第264話なら

「世良さんはどこまで」


「さあ、どこまででしょう。少なくとも『ああいった動画』は保管するなら個人レベル、少なくともネット回線が繋がっていない環境が基本でしょう。あくまでも『自分なら』そうするってことです。中山って小僧の言葉がほんとうのことならですが。あくまでもこっちで裏も取ってます」


「コンピューターにお詳しそうですが」


「コンピューター云々の前に『自分なら』そうするって考えです」


 七・三に分けた田所の頭を見ても何の反応も示さず世良兄が淡々と続ける。


「『模索模索』の連中が撮っている『動画』。いわゆる『逆盗撮』ものですかね。そこまでエグくはありませんがうちも似たようなもので『客』に鎖をつけることもあります。『本番強要』や『盗撮』の多い業界ですので。『お客様は神様です』ってのは綺麗に遊んでくれる客のことであり」


「…世良さん。まさか世良さんの店でも…」


「そこまで下品なことはしませんよ。うちは『個人データ』をスマホから抜き出して終わりです」


「『個人データ』ですか」


「ええ。『動画』まで取らなくとも『個人データ』を抜き取り少し叱ってやれば言いなりになります。半グレ連中は相当な金を強請ってるようです。単純に計算して。三百万なら十人からで三千万です。これはあくまで『自分なら』そうするって話です。
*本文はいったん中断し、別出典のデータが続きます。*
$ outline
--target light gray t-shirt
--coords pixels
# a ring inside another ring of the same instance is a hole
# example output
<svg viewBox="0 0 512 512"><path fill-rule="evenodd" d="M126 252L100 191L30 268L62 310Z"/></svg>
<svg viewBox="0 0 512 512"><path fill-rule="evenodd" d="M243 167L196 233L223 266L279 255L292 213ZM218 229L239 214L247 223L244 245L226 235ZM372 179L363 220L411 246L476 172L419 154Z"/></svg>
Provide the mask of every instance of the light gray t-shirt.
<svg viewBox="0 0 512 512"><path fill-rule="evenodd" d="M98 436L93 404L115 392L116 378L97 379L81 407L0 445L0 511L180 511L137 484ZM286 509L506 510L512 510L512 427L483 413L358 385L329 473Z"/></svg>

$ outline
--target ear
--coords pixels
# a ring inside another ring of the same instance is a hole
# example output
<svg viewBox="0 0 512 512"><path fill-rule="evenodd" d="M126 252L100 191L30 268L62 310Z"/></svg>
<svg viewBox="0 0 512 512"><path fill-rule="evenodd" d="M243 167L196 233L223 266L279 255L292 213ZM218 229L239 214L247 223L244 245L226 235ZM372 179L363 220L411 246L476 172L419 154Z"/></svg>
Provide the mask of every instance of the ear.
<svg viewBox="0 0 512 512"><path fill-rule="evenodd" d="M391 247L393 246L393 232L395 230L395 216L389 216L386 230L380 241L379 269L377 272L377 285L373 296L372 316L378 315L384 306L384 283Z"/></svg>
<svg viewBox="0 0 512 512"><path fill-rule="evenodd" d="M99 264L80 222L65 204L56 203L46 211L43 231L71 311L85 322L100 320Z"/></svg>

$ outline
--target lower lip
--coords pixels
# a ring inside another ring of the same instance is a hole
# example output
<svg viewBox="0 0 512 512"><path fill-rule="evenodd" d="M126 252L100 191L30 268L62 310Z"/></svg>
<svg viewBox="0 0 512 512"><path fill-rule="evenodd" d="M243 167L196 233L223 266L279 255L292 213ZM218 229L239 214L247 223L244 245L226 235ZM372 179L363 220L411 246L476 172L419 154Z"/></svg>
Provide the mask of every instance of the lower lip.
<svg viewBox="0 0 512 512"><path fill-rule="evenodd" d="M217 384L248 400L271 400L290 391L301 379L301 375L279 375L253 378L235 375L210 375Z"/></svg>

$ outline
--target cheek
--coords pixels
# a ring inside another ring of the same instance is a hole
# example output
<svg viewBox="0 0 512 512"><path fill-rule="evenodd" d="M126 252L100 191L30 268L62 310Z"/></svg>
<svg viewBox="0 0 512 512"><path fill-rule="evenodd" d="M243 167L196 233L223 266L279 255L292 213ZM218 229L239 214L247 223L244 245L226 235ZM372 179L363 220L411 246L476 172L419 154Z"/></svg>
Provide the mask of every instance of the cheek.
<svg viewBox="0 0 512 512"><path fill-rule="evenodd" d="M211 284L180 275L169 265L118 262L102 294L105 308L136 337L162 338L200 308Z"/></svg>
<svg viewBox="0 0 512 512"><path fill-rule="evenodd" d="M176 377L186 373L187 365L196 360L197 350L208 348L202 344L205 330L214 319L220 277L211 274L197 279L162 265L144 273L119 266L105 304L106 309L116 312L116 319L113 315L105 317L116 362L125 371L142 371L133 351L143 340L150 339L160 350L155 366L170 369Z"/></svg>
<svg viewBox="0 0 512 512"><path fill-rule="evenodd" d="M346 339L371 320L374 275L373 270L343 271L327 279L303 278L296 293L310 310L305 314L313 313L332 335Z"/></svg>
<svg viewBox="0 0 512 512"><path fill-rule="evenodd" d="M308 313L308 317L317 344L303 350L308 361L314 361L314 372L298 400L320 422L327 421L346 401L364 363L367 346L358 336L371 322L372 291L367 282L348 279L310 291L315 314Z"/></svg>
ランク付けでしょう」


 世良兄が間宮率いる『模索模索』を暴いていく。


「ランク付け…とは。まさか…」


「まさかとは言いません。あくまで『自分なら』そうするって話です。ブイの世界に知り合いがいまして。『動画』ってやつはかなりいろいろあるそうです。『管理しきれる動画』は無理ってことです」


「それはつまり…」


「連中が話を持ちかけてる時点で『遅かれ早かれ』ってものかと。ただあの手の『動画』は『二つ』の問題をクリアしないと意味がないかと。一つは『男女セット』であること。野郎だけのものを誰が好き好んで見るかってことです。もう一つは『無修正』であること。ただこれを両方クリアするってのはかなり難しいそうです。『えふしーつー』ってサイトをご存じですか?」


「名前は聞いたことありますね。逮捕者も出ている動画配信サイトでしょうか」


「そうです。今はあそこで稼いでいる人間も少なくないんです。『やる気のある女優と抜群のカメラワーク』。これがないとと思ってます」


「それは…つまり、カマをかけられてると」


「誰でも『後ろめたさ』のある状況で『自分が主演』している作品の一部を見せられたらパニクルのが人間かと。そしてしっかりと作られたものへ金を払ってみる世界です。その問題となってる動画。すべてをチェックされましたか?」


「いえ、個人のプライバシーもありますので。チラッとしか…」


「『自分なら』まずすべての動画をチェックします。『使える』『使えない』の判断基準は簡単です。よく出来た作品であるかどうか。ただそこまで『運命共同体』になるような『女』ってそういないと思いますが。これが『女』も知らなかったなら大問題になるとも思いますが」


 世良兄の悪魔的分析力に頭の中が圧倒される田所。


「もしもですが…、世良さん。『女』もグルでしたら…。あいつらは『女』も言いなりにしてきたのが現実です」


「言いなりですか。それってかなり難しいと思いますし無理があると思います。『男』強請るより『女』強請った方が金になると思いますし。あくまでも『自分なら』の考えで憶測ですが」


 クールな第三者である世良兄が独自の見解を披露していく。